Hammered In The Hallway Means You’re Doing Life Right
Every morning I ask myself the same question; what is the universe trying to teach me?
Before I met my BFF, I thought school was something you did because you had to, on your way to the things you wanted to.
After we met, everything changed.
“You should bring your drawings tomorrow,” he said eagerly.
Who was this guy, what planet did he come from, and what other secrets did he have? I had to know.
“Sure,” I said, choking down the excitement.
How could I have missed this, I thought. The potential that school might actually be a place I could be creative was like dipping fries in my frosty for the first time — AMAZING!
That night mom wanted to kill me.
I couldn’t shut up about my new best friend. He was husky, like me, with golden hair that protruded like a dozen tiny bird’s nests. But unlike me, he was at least a head taller — nearly eye to eye with your standard adult — and clumsy like a puppy.
He had a brother, something I knew nothing about, and a dad that cared enough to stick around, something I hoped for. But it was the mad, crazy, wonderful behavior of being himself no matter where he was that attracted me to him most.
I don’t remember exactly what I thought would happen when I started bringing my sketchpad to school, but I am sure that’s about the time my BFF and I started getting picked on. Two robust boys with sketchpads and a superhero addiction didn’t win us any friends.
When Mrs. J. was feeling generous, she let us stay inside during recess and escape into our art. It was transcendent. When she was feeling overworked, she forced us onto the playground to fend for ourselves. It was terrifying.

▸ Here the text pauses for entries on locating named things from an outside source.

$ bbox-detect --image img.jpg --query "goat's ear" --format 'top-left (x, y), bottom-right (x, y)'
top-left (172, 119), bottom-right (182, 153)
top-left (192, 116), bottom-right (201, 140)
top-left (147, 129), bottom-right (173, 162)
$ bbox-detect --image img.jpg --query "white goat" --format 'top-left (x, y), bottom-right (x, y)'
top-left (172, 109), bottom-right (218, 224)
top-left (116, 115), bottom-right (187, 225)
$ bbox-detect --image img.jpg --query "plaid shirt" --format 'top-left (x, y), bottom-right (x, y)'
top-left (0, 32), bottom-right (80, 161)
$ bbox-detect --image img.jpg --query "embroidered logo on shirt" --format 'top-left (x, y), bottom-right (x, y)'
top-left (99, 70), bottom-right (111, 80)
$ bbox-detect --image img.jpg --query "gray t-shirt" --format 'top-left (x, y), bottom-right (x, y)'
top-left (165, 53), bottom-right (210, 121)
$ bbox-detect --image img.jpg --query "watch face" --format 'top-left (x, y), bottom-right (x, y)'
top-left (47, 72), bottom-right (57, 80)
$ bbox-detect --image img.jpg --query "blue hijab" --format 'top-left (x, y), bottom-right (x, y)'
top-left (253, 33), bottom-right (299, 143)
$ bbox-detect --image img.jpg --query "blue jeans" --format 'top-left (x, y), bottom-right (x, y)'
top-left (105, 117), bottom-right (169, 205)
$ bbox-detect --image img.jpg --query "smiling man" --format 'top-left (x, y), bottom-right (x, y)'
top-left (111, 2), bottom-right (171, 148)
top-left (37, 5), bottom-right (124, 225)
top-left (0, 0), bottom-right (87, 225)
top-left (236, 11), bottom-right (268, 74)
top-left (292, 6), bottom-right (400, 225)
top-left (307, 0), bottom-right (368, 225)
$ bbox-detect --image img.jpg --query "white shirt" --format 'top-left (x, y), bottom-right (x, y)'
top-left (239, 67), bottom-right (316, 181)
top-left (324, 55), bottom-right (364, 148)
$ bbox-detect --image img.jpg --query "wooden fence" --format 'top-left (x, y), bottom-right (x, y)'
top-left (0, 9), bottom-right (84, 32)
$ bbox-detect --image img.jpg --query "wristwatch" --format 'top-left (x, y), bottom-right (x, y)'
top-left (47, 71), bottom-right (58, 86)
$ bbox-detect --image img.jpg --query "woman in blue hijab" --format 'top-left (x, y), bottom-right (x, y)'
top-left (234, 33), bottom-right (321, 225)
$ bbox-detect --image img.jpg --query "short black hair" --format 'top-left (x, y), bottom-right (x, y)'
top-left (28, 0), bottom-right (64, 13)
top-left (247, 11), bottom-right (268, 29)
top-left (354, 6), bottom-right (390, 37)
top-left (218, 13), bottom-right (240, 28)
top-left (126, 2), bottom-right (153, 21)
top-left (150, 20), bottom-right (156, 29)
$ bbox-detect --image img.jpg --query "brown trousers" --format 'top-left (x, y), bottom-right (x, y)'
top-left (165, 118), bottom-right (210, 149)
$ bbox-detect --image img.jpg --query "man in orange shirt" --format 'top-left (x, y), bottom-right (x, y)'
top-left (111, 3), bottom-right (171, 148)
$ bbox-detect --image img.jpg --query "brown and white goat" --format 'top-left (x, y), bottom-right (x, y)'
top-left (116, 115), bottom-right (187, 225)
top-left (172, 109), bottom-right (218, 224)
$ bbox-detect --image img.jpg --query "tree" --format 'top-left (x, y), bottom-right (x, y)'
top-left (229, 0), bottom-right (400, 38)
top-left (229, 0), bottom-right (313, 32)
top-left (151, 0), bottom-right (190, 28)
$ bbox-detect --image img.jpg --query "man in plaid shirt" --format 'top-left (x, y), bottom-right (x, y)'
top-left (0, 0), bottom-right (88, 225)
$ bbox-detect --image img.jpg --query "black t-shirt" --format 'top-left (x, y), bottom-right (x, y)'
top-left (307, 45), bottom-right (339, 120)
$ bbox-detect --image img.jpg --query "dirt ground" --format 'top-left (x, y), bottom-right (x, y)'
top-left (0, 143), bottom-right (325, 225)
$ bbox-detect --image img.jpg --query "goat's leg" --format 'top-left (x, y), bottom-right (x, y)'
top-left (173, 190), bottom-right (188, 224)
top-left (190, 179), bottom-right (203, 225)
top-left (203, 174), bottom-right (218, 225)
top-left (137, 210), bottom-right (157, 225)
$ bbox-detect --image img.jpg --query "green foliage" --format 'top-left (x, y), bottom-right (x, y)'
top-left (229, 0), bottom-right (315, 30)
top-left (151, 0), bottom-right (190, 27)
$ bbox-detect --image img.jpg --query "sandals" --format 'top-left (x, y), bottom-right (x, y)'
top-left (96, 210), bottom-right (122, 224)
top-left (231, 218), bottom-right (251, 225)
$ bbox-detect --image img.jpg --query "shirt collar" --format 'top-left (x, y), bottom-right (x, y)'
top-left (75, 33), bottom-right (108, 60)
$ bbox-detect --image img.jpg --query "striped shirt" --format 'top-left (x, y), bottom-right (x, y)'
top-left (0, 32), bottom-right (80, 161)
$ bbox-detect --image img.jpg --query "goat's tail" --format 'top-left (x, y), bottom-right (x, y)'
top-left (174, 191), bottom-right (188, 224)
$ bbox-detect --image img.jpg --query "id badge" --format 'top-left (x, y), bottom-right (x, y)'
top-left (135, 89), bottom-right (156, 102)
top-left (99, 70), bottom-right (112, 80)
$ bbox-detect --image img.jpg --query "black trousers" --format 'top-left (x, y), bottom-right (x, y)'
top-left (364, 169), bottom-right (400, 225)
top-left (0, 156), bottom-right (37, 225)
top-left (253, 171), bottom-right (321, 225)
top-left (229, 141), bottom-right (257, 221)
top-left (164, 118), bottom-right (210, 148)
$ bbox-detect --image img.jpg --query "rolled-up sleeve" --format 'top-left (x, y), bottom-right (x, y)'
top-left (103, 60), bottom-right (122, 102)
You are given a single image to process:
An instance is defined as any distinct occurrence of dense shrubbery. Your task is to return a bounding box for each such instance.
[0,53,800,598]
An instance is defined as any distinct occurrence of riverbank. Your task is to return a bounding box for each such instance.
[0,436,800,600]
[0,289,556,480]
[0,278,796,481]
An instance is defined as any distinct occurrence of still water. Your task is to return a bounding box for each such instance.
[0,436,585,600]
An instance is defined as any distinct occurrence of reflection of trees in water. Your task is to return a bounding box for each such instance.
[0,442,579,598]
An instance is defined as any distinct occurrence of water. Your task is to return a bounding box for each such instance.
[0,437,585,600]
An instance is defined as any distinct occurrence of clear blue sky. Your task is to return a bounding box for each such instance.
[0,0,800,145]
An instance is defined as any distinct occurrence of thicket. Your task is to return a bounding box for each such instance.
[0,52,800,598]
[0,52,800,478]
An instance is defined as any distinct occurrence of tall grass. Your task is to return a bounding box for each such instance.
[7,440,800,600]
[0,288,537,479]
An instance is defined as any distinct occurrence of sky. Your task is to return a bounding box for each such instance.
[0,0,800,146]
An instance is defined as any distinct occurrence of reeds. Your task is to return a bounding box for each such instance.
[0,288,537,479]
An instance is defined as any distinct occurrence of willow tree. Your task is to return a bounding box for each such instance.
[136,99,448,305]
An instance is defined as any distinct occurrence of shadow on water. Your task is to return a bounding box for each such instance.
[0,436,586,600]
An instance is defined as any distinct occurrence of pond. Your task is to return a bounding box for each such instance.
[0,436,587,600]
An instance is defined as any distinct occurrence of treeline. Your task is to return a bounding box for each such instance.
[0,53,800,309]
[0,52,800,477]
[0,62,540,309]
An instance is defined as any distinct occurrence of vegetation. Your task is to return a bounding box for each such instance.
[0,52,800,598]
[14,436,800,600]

We weren’t just picked on; we were attacked. We were fat and reminded of it regularly, but that was nothing compared to being humiliated for our art.
Weekends away from recess hell was our salvation. With the X-men theme song on repeat, we studied comics, gorged ourselves on McDonald’s double cheeseburgers, and played Sega’s Kid Chameleon until our hands hurt. It was the last time I was honest. The last time I did exactly what I wanted without caring about what anyone thought.
Then I watched the movie ‘Lucas,’ and everything changed again.
The 1986 classic starring Corey Haim and Kerri Green is about an outcast. A kid, smaller than the others with glasses two sizes too big for his head, and bright, a kind boy who liked bugs. A movie that depicted precisely what it was like to be out there on the edge, doing what you love, and having everyone hate you for it.
The more Lucas pushed, the worse the world teated him.
Something connected. If Lucas brought his bugs to school and got hammered in the hallway for it, then maybe my giant book of superheroes was just bugs of a different sort.
So I left my sketchpad at home the next day. And do you know what happened? Nothing. No one knocked my books out of my hands, no one laughed at my favorite sketch, no one looked at me that way you look at the one guy who just doesn’t get the joke. And for some reason, I thought that was a success.
It was like I disappeared, and that was better than being a target.
But it wasn’t enough.
I started dressing like the popular kids at school. I watched how they acted and parroted it back. And people noticed me. Cool people.
Within a month, I had a date with one of the most popular girls in school. I stopped drawing and certainly didn’t hang out at comic book stores anymore. Worse of all, I avoided my best friend when anyone was watching.
It was like putting on a Halloween costume and going to the best party in disguise. Thing is, I never took the outfit off. And that was thirty years ago.
Every morning I ask myself the same question; what is the universe trying to teach me?
No matter what, I answer it because you can’t ask yourself questions and not provide answers. Even if those answers are radically different from the day before, or you know they’re flat out wrong. The goal isn’t to have the correct response; it’s struggling to find the next response. The one that gets me closer to the truth.
I’m the kid who loves comics — the kid who loves to read. The kid who has meditated since he was 10-years-old because he saw Jean-Claude Van Damme do it. The kid who dreamt of being a hippie, enjoys working out for working out’s sake, copied his tattoo from the movie ‘Blade’ and ‘Dusk Til Dawn,’ and hates parties. The kid who tried for two decades to be someone he’s not.
If I could go back to the day I left my sketchpad at home, I’d tell my younger self that status isn’t worth your soul. That Lucas was the real hero. And of all the things we have in this world, the greatest is the thing that makes us unique. Even if it’s the thing that gets you hammered in the hallway.